Vonn isn't the only woman to face this kind of treatment and the trend of faulting women for men's poor performances in sport is nothing new. When Dallas Cowboys' quarterback Tony Romo botched the snap for a game-winning field goal in the 2006 NFL playoffs, little did then-girlfriend Carrie Underwood know, she was about to be mixed up in a sport all its own -- a game of blame -- as her main squeeze toppled from the podium. She wasn't just labelled a distraction, she took the heat for ending the Cowboys' postseason run.

A year later when pictures surfaced of Romo and Jessica Simpson partying in Mexico days before the Cowboys lost in the playoffs, fans gave the singer the title of Jessica the Jinx. She continued to be a scapegoat throughout the 2008 season, including for a blow-out, season-ending loss to the Philadelphia Eagles. At the time, some even said you could get away with robbing a bank in Dallas if you claimed Jessica Simpson made you do it.

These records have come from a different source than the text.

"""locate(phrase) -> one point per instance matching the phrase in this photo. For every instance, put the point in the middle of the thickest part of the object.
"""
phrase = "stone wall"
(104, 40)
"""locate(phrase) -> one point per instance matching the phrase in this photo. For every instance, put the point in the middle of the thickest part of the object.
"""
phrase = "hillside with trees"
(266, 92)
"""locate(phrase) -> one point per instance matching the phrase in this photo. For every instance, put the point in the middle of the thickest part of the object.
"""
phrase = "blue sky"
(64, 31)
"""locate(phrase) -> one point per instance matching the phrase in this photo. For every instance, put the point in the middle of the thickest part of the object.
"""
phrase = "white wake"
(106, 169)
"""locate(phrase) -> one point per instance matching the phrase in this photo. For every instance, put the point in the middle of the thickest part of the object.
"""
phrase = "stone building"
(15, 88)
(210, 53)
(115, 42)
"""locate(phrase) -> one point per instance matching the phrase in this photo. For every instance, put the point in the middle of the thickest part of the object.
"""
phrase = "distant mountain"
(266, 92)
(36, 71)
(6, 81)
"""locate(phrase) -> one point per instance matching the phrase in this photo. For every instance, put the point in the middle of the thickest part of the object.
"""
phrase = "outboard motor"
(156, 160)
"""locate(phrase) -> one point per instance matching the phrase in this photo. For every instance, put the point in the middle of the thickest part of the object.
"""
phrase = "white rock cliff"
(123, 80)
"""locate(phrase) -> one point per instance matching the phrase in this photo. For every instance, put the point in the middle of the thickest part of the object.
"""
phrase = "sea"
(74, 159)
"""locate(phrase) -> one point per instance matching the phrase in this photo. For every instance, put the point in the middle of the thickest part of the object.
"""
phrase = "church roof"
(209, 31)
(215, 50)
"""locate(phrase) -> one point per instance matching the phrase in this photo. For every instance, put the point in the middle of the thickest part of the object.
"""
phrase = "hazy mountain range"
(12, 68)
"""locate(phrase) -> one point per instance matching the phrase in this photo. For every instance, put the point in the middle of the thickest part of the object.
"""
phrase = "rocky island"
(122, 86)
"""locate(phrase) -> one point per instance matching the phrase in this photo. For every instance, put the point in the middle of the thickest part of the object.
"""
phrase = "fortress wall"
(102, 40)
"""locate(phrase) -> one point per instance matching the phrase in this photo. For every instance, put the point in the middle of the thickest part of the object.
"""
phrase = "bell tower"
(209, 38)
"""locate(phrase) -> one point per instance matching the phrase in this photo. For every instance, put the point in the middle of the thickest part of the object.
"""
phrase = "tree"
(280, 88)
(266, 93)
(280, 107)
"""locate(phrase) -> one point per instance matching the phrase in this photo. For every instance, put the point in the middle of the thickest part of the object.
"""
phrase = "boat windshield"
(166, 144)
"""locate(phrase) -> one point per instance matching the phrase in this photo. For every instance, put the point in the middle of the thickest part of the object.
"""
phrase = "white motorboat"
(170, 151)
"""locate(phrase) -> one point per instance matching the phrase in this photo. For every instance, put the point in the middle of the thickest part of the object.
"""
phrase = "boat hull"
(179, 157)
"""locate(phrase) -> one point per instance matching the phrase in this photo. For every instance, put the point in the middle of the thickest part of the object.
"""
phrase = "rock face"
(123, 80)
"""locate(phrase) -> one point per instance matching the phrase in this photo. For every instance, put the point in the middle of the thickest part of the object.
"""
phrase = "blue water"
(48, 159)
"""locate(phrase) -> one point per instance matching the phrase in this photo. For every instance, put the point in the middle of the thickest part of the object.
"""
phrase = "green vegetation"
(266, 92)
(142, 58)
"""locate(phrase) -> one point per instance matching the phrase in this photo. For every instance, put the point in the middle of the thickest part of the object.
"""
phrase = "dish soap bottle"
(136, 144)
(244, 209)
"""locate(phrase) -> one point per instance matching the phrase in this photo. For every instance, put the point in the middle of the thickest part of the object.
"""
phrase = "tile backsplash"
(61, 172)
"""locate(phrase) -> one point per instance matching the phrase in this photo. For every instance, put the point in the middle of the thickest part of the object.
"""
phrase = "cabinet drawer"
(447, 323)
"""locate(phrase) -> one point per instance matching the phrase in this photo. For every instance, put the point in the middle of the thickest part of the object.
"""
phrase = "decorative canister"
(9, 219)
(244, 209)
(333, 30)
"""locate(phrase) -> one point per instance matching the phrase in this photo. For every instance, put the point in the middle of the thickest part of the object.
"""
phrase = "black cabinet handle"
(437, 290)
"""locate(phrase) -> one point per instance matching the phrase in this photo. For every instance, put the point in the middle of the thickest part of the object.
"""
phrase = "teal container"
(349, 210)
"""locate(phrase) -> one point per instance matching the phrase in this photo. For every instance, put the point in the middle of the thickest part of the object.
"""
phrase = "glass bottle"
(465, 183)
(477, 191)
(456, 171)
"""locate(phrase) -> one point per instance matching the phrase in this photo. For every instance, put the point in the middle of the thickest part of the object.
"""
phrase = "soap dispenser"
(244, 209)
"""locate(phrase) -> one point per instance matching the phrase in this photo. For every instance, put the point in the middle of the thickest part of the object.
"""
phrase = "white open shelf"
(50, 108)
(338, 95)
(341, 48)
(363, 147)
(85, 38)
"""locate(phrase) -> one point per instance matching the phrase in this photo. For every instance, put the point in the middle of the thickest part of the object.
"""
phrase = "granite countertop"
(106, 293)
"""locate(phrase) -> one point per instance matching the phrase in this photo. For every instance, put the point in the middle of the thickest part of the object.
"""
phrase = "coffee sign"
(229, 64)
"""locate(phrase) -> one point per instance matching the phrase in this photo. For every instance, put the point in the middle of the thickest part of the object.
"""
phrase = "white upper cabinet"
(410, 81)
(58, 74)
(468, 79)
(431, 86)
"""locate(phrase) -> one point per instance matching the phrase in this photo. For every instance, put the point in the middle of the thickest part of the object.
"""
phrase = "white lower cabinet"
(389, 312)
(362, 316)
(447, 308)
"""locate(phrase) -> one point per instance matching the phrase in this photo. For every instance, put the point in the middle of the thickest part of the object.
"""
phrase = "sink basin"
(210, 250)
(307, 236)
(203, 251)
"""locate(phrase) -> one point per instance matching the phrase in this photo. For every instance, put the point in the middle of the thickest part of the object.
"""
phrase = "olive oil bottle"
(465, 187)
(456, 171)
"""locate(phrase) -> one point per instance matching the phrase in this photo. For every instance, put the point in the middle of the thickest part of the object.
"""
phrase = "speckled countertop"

"Women, throughout history, have often been scapegoated for men's shortcomings or failures," says Mike Messner, a professor of sociology and gender studies at USC. To explain reports of women distracting male athletes, he points to the "spermatic economy" -- the belief that "men have a finite amount of energy, and if it is drained off through sex, their performances will suffer."

As a result, coaches used to tell male athletes to isolate themselves from women and sex before games or matches. And though Messner says the idea has been discredited -- Joe Namath bragged of having sex before winning the Super Bowl in 1969, for example -- commentary still seems to reflect the belief "that if a man fails in an athletic event, maybe his energies were drained off by sex, or perhaps even by just looking at a woman."

Even when male athletes deny women have had a negative impact on their performance, the finger pointing nonetheless continues. It's all part of a male-dominated world of sport in which "women are marginalized... and thus are viewed as 'invaders' of this masculine territory," says Cheryl Cooky, an expert on sex and gender in sport at Purdue, who has worked alongside Messner to research televised news coverage of female sports.

The pair found that when TV news did cover women -- a rare occurrence, Cooky says -- female athletes like Vonn were largely shown in the stereotypical role of girlfriend or wife, even though they were breaking cultural norms. Perhaps not surprisingly, when it came to women's successes in sport, they were often attributed to external factors, like luck or the weather. Failures, however, were put directly on the athlete via charges of being ill prepared or lacking discipline. "The converse is true for men," Cooky says.

Showing female athletes actually playing sports is one way to help change these sorts of perceptions, but for women who aren't athletes, it may be a tougher climb. As Messner describes in Taking the Field: Women, Men, and Sports, the kind of coverage now prevalent "makes a conventionally conservative statement about women's 'place' -- on the sidelines, in support roles, and as objects of sexualized humour -- in a cultural realm that is still defined... as a man's world."